5. UNC should voluntarily take down banners to show they take the report seriously.
This has been tossed around a bit and even makes an appearance at the end of this piece from SB Nation's Mike Rutherford. People really love telling others how to "do the right thing" especially when it fits their narrative. With due respect to those folks, how does UNC taking a banner down actually accomplish anything more substantive than the following?
-Previous chancellor resigned
-Previous AD retired
-Football coach fired
-Removal of the AFAM department head complicit in the scheme
-New Chancellor hired who ordered the Wainstein Report at the cost of millions of dollars to the school.
-New AD hired who then completely reorganized the compliance department and hired new people to run it.
-Multiple reforms enacted to address the relevant issues raised in the report prior to the report coming out.
-Full release of the Wainstein Report which details the full extent of the scandal.
-Disciplinary action against nine employees including Jan Boxill, AFAM faculty and multiple academic support counselor one of which was working at a different UNC system campus but was still terminated.
-Second NCAA investigation in four years.
In light of this laundry list of actions taken by the school and the general removal of people involved, I am not sure taking a banner down voluntarily does anything but placate a group of people who don't really care about actual reform. Removing banners and vacating wins are hollow gestures. The only people who want that to happen have other skin in the game whether they be rivals looking to heap more misery on UNC or media members looking to satisfy their selective moral outrage.

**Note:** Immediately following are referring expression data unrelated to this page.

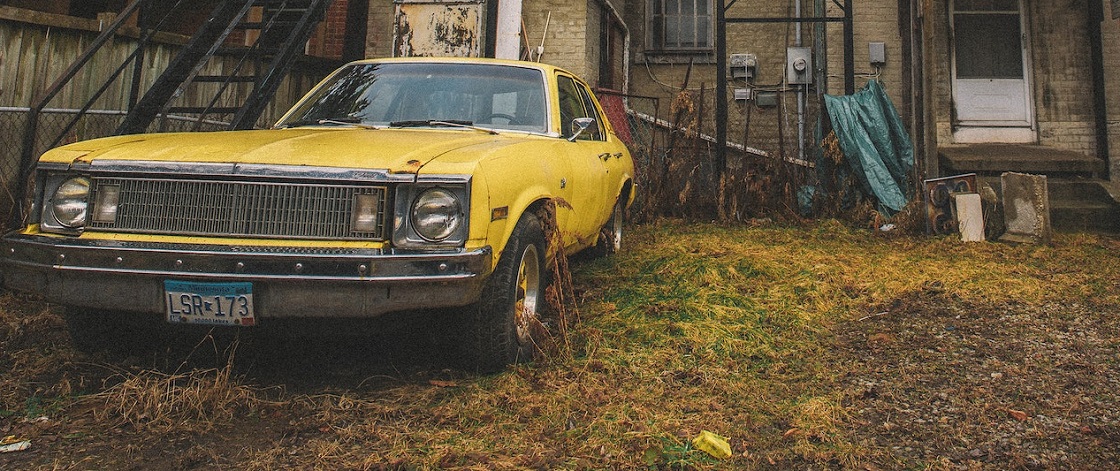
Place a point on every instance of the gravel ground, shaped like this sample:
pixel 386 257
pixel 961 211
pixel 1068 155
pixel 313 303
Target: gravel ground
pixel 933 382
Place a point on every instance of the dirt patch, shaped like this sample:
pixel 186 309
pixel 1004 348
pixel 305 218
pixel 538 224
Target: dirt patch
pixel 932 380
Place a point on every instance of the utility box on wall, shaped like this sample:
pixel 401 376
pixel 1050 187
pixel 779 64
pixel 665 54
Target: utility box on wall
pixel 434 28
pixel 799 65
pixel 743 66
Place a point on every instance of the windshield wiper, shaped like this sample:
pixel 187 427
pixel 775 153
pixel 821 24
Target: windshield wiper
pixel 453 123
pixel 345 121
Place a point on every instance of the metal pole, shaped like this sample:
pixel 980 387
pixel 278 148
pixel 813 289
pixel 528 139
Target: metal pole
pixel 801 90
pixel 849 50
pixel 720 90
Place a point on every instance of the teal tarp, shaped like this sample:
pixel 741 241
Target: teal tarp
pixel 875 144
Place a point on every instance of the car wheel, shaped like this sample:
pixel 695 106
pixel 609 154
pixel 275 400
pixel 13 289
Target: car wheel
pixel 504 320
pixel 610 235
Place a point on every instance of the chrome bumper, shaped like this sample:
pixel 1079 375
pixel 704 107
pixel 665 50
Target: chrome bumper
pixel 287 282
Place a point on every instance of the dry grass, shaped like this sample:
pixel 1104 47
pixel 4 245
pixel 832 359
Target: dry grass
pixel 194 401
pixel 692 327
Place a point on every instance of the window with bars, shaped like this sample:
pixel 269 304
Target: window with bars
pixel 680 25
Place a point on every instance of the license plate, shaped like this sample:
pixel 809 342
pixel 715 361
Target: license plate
pixel 210 303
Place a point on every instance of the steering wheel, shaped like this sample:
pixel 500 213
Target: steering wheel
pixel 509 119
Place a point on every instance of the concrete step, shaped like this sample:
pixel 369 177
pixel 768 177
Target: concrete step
pixel 1089 216
pixel 1078 204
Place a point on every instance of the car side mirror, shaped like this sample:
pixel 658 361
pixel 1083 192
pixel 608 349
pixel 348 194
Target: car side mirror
pixel 582 124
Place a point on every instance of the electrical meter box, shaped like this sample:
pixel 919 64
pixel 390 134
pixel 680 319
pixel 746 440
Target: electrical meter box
pixel 743 66
pixel 799 66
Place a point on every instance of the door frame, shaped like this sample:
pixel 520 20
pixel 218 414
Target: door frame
pixel 996 131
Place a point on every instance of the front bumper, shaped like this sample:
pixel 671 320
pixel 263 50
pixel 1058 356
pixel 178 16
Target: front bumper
pixel 288 282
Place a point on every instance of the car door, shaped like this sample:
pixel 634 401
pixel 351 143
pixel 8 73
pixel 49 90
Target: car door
pixel 588 154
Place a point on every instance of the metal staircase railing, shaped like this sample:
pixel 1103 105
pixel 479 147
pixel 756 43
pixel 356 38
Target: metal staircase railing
pixel 283 28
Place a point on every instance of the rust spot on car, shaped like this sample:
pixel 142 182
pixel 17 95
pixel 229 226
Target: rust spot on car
pixel 410 167
pixel 562 204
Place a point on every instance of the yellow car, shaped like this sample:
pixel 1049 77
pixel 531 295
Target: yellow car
pixel 394 185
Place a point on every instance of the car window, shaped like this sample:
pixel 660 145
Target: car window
pixel 575 102
pixel 483 94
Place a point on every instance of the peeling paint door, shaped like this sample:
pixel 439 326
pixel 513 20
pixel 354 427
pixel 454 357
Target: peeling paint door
pixel 991 90
pixel 434 28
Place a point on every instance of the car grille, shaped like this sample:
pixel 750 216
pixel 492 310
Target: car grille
pixel 239 208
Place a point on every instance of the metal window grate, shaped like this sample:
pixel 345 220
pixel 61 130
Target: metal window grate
pixel 239 208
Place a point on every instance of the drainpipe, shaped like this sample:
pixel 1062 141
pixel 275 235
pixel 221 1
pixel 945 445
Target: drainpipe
pixel 1097 60
pixel 614 12
pixel 802 90
pixel 507 45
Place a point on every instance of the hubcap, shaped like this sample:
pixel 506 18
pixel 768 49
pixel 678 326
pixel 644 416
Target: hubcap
pixel 528 295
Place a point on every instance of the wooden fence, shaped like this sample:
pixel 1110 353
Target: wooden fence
pixel 37 48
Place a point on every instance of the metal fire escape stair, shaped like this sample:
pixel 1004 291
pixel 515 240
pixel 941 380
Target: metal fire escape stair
pixel 277 31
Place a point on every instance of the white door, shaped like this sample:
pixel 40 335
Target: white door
pixel 991 90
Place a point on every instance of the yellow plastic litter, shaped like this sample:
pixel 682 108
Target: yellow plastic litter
pixel 712 444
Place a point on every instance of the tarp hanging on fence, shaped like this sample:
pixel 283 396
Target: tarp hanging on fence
pixel 875 144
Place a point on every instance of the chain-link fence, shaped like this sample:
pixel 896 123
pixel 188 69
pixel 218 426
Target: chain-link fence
pixel 677 169
pixel 50 131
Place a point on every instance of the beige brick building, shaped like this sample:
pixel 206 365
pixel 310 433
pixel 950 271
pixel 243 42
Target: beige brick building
pixel 982 85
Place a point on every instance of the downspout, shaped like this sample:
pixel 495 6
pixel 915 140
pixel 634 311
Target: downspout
pixel 507 44
pixel 622 22
pixel 1097 63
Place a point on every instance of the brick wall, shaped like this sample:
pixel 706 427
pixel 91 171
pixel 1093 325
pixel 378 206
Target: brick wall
pixel 770 129
pixel 329 36
pixel 379 36
pixel 1111 41
pixel 1060 66
pixel 568 35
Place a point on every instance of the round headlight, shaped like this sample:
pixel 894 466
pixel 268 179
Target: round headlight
pixel 436 214
pixel 71 201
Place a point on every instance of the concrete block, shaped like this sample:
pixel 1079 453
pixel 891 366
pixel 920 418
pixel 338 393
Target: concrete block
pixel 969 216
pixel 1026 208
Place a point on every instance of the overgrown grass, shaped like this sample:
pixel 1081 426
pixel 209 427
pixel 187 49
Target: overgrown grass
pixel 692 327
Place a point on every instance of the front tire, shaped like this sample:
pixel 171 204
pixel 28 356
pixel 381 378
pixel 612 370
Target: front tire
pixel 610 235
pixel 503 322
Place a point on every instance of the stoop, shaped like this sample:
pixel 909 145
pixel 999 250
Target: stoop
pixel 1080 198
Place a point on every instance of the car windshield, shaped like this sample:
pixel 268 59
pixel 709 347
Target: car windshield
pixel 483 95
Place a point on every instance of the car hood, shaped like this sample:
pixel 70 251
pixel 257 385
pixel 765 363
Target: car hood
pixel 399 151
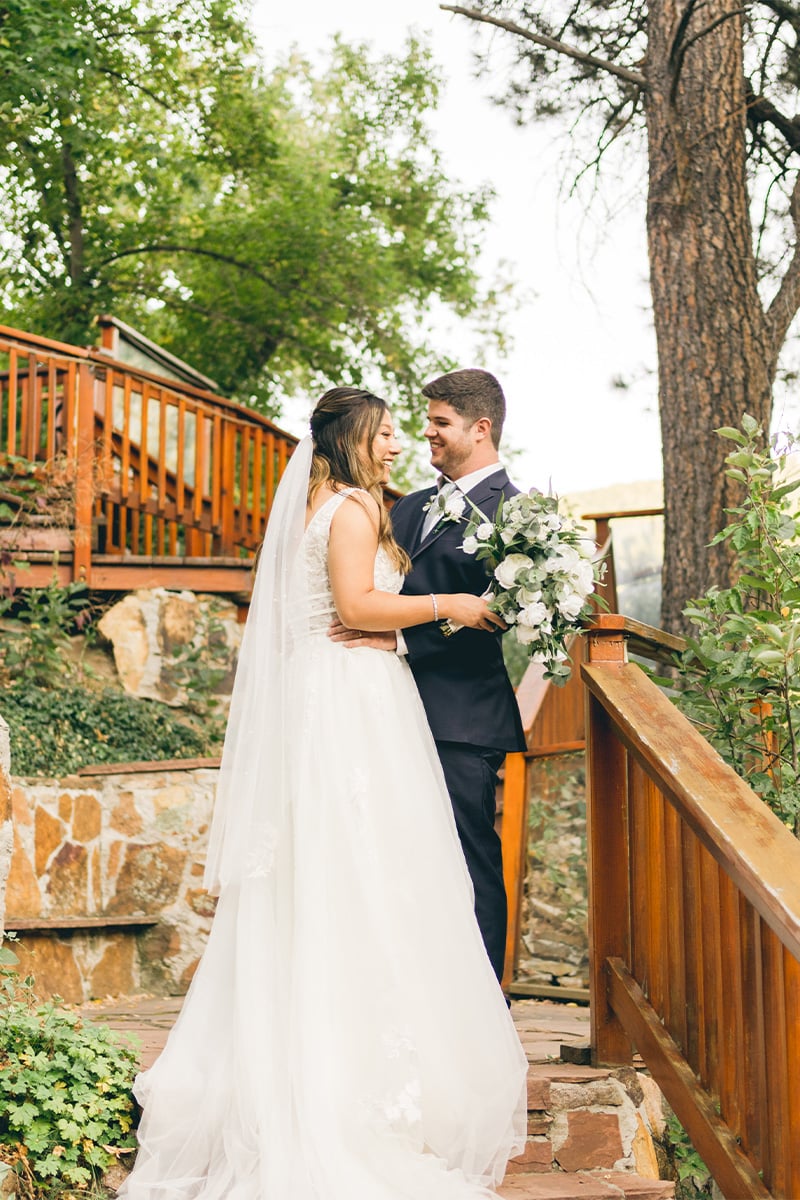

The reason these hot takes are all highly annoying is they don't actually include real reform. All of these are about getting a "pound of flesh" to fulfill some elusive and often times fluid standard of justice. The problem with hot takes is they are all emotion and provocation while painfully short on real answers. Everyone wants something to happen, it needs to happen now and it needs to be big. That is the general summary of all the pieces above. No one cares what the repercussions are or if it's fair or addresses the issue at hand. The mob demands justice and anything less than whatever passion-fueled punishment they have decided on won't be tolerated.
Here's the deal. UNC is going to be punished. None of what is written above is intended to say UNC shouldn't be penalized heavily. The report details a scheme which strikes at the heart of the school's mission. Wainstein's findings laid out clear NCAA violations which enforcement will address. There are plenty of other questions that have arisen based on what the report has shown. No one knows all the answers to those questions or how the NCAA will approach the penalties given the length of time involved. The path UNC must navigate as it moves forward out of this scandal is a complicated one. This is a time serious people who have an investment in UNC to address the issues not gang of self-appointed judges, jurors and executioners.
UNC is going to be punished. It will probably be harsh and potentially crippling to one or more programs. It will be based on the rules UNC has broken not the NCAA claiming credibility or making an example of someone or to stop other schools from continuing to do it. Whatever it is, it will be either too much or not enough depending on which one of those brings in the most web traffic.